Has philosophy influenced physics? Has physics influenced philosophy?

 

These two questions have been much debated in recent years. Particularly in the context of well-known scientists (such as Stephen Hawking, Laurence Krauss, Neil deGrasse Tyson, Lewis Wolpert, etc.) slagging off philosophy.

The usual debate centres around whether philosophy has influenced physics, not whether physics has — or can — influence philosophy.

Ironically, the Austrian physicist Erwin Schrödinger (1887–1961) seemed to reverse this stress. According to one biographer at least (i.e., Walter Moore, in his Schrödinger: Life and Thought),

“the philosophy of Schrödinger at this time does not appear to have been influenced by his physics”.

But this description of Schrödinger is anomalous anyway. The claim is about Schrödinger’s very own philosophy not influencing his physics, not the philosophies of all previous philosophers not influencing his physics.

So, despite that, Schrödinger was

“willing to admit that philosophy could influence physics”.

On the other hand, Schrödinger

“often said that one cannot derive philosophical conclusions from physics”.

Schrödinger’s words seem to put philosophy in a preeminent position, just as Arthur Schopenhauer (1788–1860) did. The latter once said that

“physics is unable to stand on its own feet, but needs a metaphysics on which to support itself, whatever fine airs it may assume towards the latter”.

This is interesting because many of the (for want of a better word) anti-philosophers and physicists I’ve debated with have assumed that philosophers believe (if with only a little of my own exaggeration) that physicists must consult the latest work in philosophy before they go to work to carry out their experiments.

That’s obviously not the case. And Schrödinger knew that too.

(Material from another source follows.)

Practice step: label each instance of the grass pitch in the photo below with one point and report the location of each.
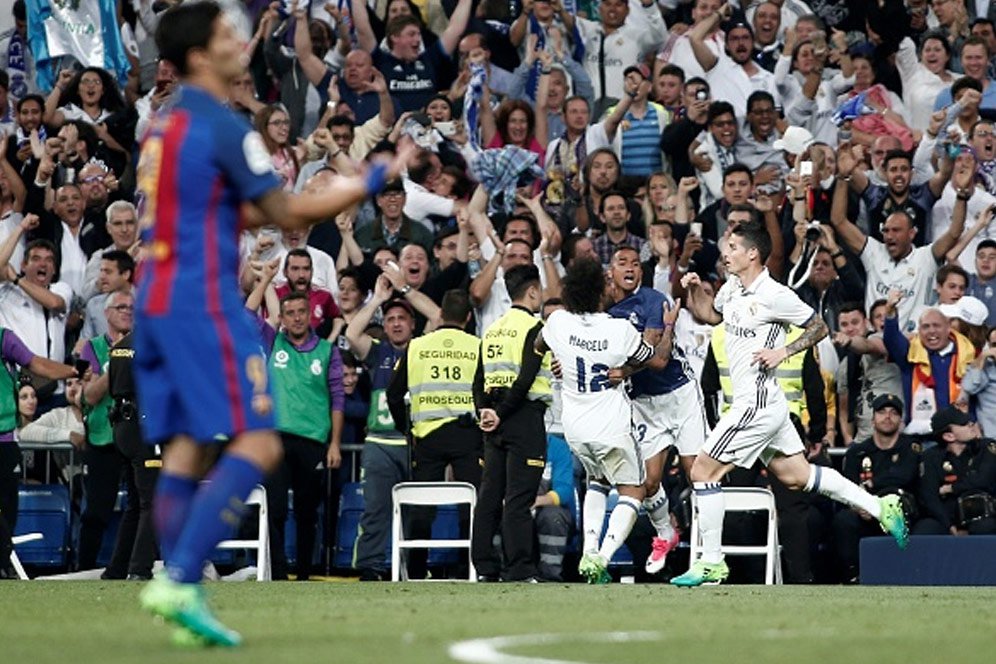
(313, 623)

Schrödinger was arguing that physics (or simply the theories of physics) has a “metaphysics on which to support itself” even if any individual physicist has never read a single word of philosophy in his life. That is, there would still be metaphysics imbedded in such a physicist’s theories and indeed in much of his scientific thinking. So, even if he hadn’t read any philosophy, then that would be irrelevant: metaphysics would still be there. It would still be there both because he doesn’t realise it’s there and because he will have unconsciously adopted other physicists’ metaphysics instead. Thus, such a physicist’s happily-embraced ignorance of philosophy doesn’t mean that he actually has escaped philosophy.

And all this doesn’t have anything at all to do with such a physicist not ever having read Analysis or Mind or never having heard of Tim Maudlin or even David Hume.

Philosophical Naturalism

If a philosopher is a physicalist or naturalist, then one would guess (or even expect) that physics does, at least to some extent, influence his philosophy. But what about the other way around — philosophy influencing physics?

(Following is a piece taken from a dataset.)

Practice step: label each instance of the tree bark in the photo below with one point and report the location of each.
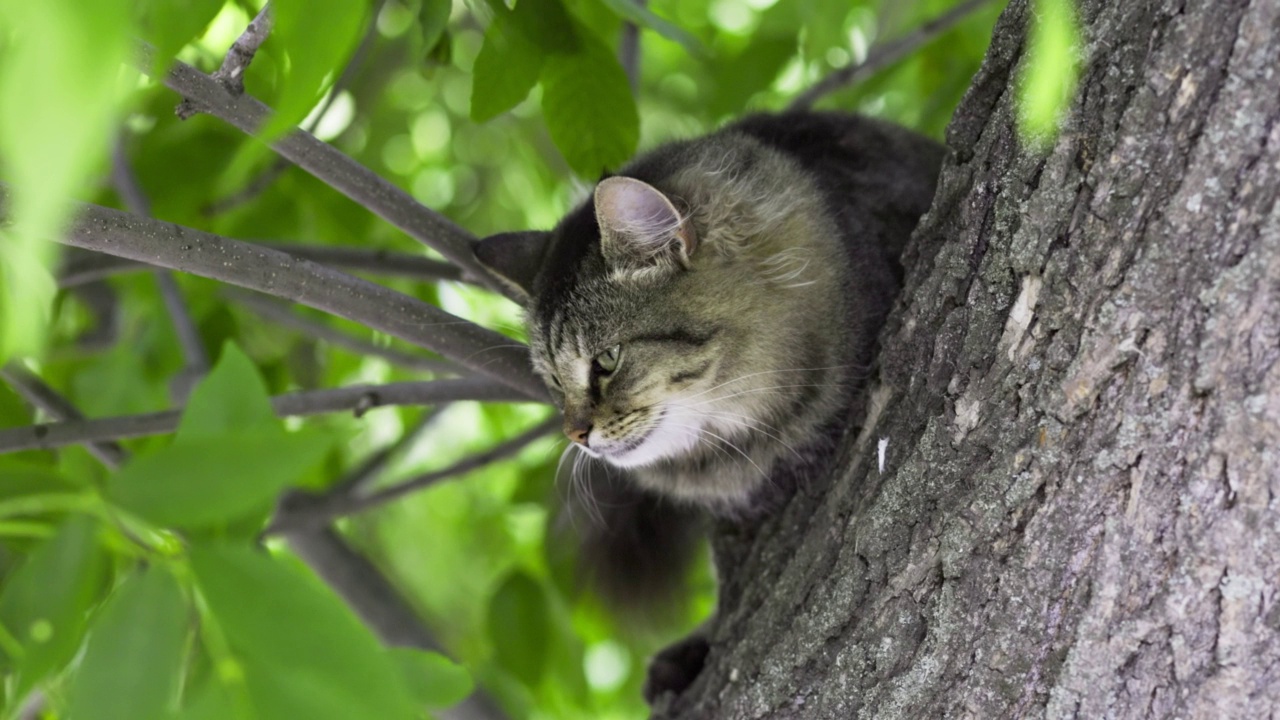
(1078, 509)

Historically, it’s well-documented that philosophy (or at least philosophers) did influence many famous physicists. The question is, then, how did it do so?

It can of course be said that not every physicist has been influenced by philosophy (as already argued). Then again, not every day-to-day physicist has been influenced by, say, the interpretations of quantum mechanics or even (I suspect) by quantum mechanics itself. Similarly, not every day-to-day mathematician has been influenced by any of the great names of mathematics.

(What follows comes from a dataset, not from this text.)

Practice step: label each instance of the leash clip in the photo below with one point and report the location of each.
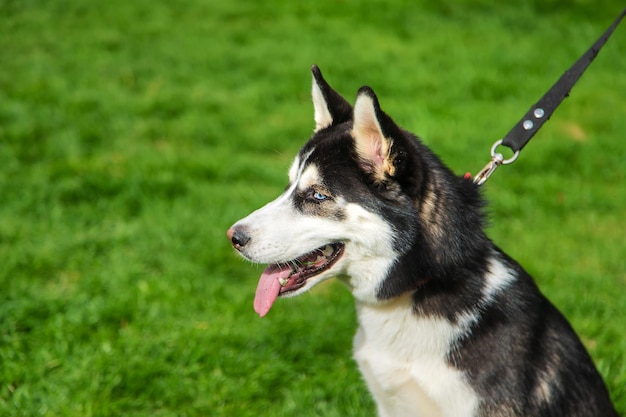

So the matter of influence doesn’t need to apply to every physicist in every conceivable situation or when it comes to literally every physical theory. Of course not.

For one, the physicists who haven’t (knowingly) been influenced by any philosophy whatsoever may be (as it were) feeding off those physicists who have. Indeed, I suspect that’s true in many cases. Why is that? It’s largely because it was usually the revolutionary and/or important physicists who took philosophy seriously… Of course, this may not be true of literally every revolutionary and/or important physicist. However, even such a revolutionary physicist himself might have fed off those previous physicists who did take philosophy seriously.

Of course all these claims are hard to establish in terms of detail. Alternatively put, it would take much historical — as well as theoretical — data to demonstrate such (admittedly) broad claims.